The sun was low enough that the light was still warm and, to my eye, a bit buttery. I focused on moment of action – flapping to dry wings, short flights across the pond and a couple of chases.
Goldeneyes at Weaselhead
I walked around Calgary’s Weaselhead Natural Environment Park this morning. The park is where the Elbow River spreads out across the flats into a delta threaded with smaller streams that drain into the Glenmore Reservoir. At the first bridge I crossed over, I noticed several female Common Goldeneyes (Bucephala clangula) floating around. I watched them flying up to this nesting box gone slightly askew. It seemed they may have enjoyed the view from this spot .
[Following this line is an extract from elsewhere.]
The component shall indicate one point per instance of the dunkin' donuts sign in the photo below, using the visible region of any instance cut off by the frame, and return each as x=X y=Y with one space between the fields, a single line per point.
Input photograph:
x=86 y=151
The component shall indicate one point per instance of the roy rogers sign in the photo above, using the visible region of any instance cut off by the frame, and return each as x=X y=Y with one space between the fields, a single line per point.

When one would fly away it wouldn’t take long before a new duck stopped in. It seemed like I could hear murmurings about possession being 9/10ths of the law. However determination won a little longer rest on the perch for one of the Goldeneyes. She held her ground, flapped the wings and the would-be usurper flew back down to the river.
These three ladies threw some interesting looks at me, each other and across the river.
Wood ducks at the Reifel Bird Sanctuary
I have always loved the crazy colours and patterns displayed by the male Wood duck (Aix sponsa). They have been somewhat elusive in the areas I am typically out photographing wildlife. When I was at the George C. Reifel Migratory Bird Sanctuary a couple of weeks ago, I came across a raft of them paddling around a chain of small ponds sheltered by overhanging branches above and reeds behind.
The ripples in the water and the distorted reflections served as a chaotic yet still suitable background to photograph these beautiful birds. I stopped and enjoyed almost an hour of watching these fellows swim, waddle and chase one another as well as their better halves. The weather picked a great time to cloud over and the diffused, even light allowed those colours and the textures in the feathers to own the stage in several of the images.
One of the last ones I photographed before moving on caught my eye as it hopped out of the water onto a log jutting out of the water. After shaking himself off, he cocked his head and fixed me with this one-eyed stare. The stare, his body posture along with the tail feathers slightly askew suggested a bit of a character and he was a fitting model to finish this duck encounter with.